5 configuration and training

model = pdx.cls.ResNet101_vd_ssld(num_classes=len(train_dataset.labels))

5.1 learning rate strategy

The learning rate strategy and parameters adopt the classic IMAGENET training method:

  1. LinearWarmup: warm up the learning rate by 5 epochs (warm up_steps = step_each_Epoch * 5);
  2. Piecewsedecay: the periodic learning rate decreases, and the learning rate of every 30 epochs decreases to 0.1 times of the original, a total of 120 epochs (learning_rate * (0.1**i));
  3. The Momentum optimizer with Momentum is selected, and the weight L2 regularization coefficient is 0.0005;
  4. The batch size and initial learning rate are linearly scaled from 256-0.1 to 64-0.025. Considering the small size of the data set and the use of pre training weight, they are reduced to 64-0.0125.
  • You can enter in the notebook? paddle. optimizer. lr. Piecweisedecay knows how to use this block, for example? paddle. optimizer. lr. Cosine annealingdecay cosine attenuation.
num_epochs = 120
learning_rate = 0.0125
lr_decay_epochs = [30, 60, 90]
train_batch_size = 64
step_each_epoch = train_dataset.num_samples // train_batch_size

boundaries = [b * step_each_epoch for b in lr_decay_epochs]
values = [learning_rate * (0.1**i) for i in range(len(lr_decay_epochs) + 1)]
lr = paddle.optimizer.lr.PiecewiseDecay(
    boundaries=boundaries,
    values=values)

lr = paddle.optimizer.lr.LinearWarmup(
    learning_rate=lr,
    warmup_steps=step_each_epoch * 5,
    start_lr=0.0,
    end_lr=learning_rate)

optimizer = paddle.optimizer.Momentum(
    learning_rate=lr,
    momentum=0.9,
    weight_decay=paddle.regularizer.L2Decay(0.0005),
    parameters=model.net.parameters())

5.2 start training

  • You can enter Watch - N 0 NVIDIA SMI in the terminal to view the memory capacity, and adjust the size of picture transformation, batch size and other parameters as required.
  • Capacity of this version: 9354MiB / 16384MiB.
  • Because the division proportion of validation data is small and Mixup Data enhancement makes the high index model on the early verification set less robust than that at the end of training.
model.train(
    train_dataset=train_dataset,
    eval_dataset=eval_dataset,

    num_epochs=num_epochs,
    train_batch_size=train_batch_size,
    optimizer=optimizer,

    save_interval_epochs=1,
    log_interval_steps=step_each_epoch * 5,

    pretrain_weights='IMAGENET',
    save_dir='output/ResNet101_vd_ssld',
    use_vdl=True)

6 evaluation and prediction

6.1 model evaluation

model = pdx.load_model('output/ResNet101_vd_ssld/best_model')
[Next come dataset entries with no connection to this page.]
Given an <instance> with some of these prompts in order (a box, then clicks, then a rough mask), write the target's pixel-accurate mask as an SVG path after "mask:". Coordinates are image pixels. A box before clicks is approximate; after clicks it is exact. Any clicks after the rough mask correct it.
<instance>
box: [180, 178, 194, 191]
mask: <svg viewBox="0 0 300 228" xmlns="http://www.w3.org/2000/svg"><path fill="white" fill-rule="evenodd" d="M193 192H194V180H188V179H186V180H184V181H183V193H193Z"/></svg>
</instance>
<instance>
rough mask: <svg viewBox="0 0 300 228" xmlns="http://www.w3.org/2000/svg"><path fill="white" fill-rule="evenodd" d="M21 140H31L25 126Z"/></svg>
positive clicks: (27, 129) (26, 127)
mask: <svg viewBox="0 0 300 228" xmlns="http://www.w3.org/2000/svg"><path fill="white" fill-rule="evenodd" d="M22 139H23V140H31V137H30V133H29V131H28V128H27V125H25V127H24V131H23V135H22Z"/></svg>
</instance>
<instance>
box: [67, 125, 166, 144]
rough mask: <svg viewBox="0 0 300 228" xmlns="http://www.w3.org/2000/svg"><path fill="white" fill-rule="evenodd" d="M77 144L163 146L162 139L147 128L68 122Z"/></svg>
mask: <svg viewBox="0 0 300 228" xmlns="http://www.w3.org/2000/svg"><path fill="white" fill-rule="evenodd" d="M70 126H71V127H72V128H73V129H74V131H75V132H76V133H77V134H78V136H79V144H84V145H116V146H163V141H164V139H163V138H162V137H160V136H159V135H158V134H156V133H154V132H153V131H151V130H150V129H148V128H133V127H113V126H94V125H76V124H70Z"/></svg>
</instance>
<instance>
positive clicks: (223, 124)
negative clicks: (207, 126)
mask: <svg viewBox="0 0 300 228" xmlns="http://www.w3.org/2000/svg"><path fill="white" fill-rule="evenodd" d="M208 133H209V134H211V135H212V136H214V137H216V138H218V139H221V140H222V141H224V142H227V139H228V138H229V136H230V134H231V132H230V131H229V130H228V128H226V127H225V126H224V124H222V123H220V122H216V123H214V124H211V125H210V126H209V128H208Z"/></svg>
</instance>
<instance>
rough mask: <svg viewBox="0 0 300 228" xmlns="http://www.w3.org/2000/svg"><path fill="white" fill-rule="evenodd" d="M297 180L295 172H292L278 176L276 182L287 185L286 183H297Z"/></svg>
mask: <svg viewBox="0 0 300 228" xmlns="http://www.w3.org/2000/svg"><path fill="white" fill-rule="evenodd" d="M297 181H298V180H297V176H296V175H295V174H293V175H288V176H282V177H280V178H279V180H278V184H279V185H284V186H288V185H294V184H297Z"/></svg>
Different data evaluation transformations will also lead to different results, such as the original transformation Eval below_ transforms_ Origin and modified transform eval_transforms_modify, the indicators are a little different.

eval_transforms_origin = T.Compose([
    T.ResizeByShort(short_size=256),
    T.CenterCrop(crop_size=224),
    T.Normalize(mean=[0.485, 0.456, 0.406], std=[0.229, 0.224, 0.225])
])

eval_transforms_modify = T.Compose([
    T.Resize(target_size=224),
    T.Normalize(mean=[0.485, 0.456, 0.406], std=[0.229, 0.224, 0.225])
])
eval_dataset = pdx.datasets.ImageNet(
    data_dir='data/data10954/ImageNetDataset',
    file_list='data/data10954/ImageNetDataset/val_list.txt',
    label_list='data/data10954/ImageNetDataset/labels.txt',
    transforms=eval_transforms_origin)

model.evaluate(eval_dataset=eval_dataset, batch_size=64)
OrderedDict([('acc1', 0.9713542), ('acc5', 1.0)])
eval_dataset = pdx.datasets.ImageNet(
    data_dir='data/data10954/ImageNetDataset',
    file_list='data/data10954/ImageNetDataset/val_list.txt',
    label_list='data/data10954/ImageNetDataset/labels.txt',
    transforms=eval_transforms_modify)

model.evaluate(eval_dataset=eval_dataset, batch_size=64)
OrderedDict([('acc1', 0.9583333), ('acc5', 1.0)])
  • It should be noted that if Eval is not specified during model training_ Dataset, the model saved in the training process will not have the built-in transformation method during evaluation. At this time, it needs to be in model Model. Needs to be specified in predict() predit(image, transforms=eval_transforms).
# We set the evaluation transformation during training, so the saved model comes with us
model.get_model_info()['Transforms']
[{'ResizeByShort': {'short_size': 256, 'max_size': -1, 'interp': 'LINEAR'}},
 {'CenterCrop': {'crop_size': 224}},
 {'Normalize': {'mean': [0.485, 0.456, 0.406],
   'std': [0.229, 0.224, 0.225],
   'min_val': [0, 0, 0],
   'max_val': [255.0, 255.0, 255.0],
   'is_scale': True}}]

6.2 model prediction

Extract some images in the validation set for visualization.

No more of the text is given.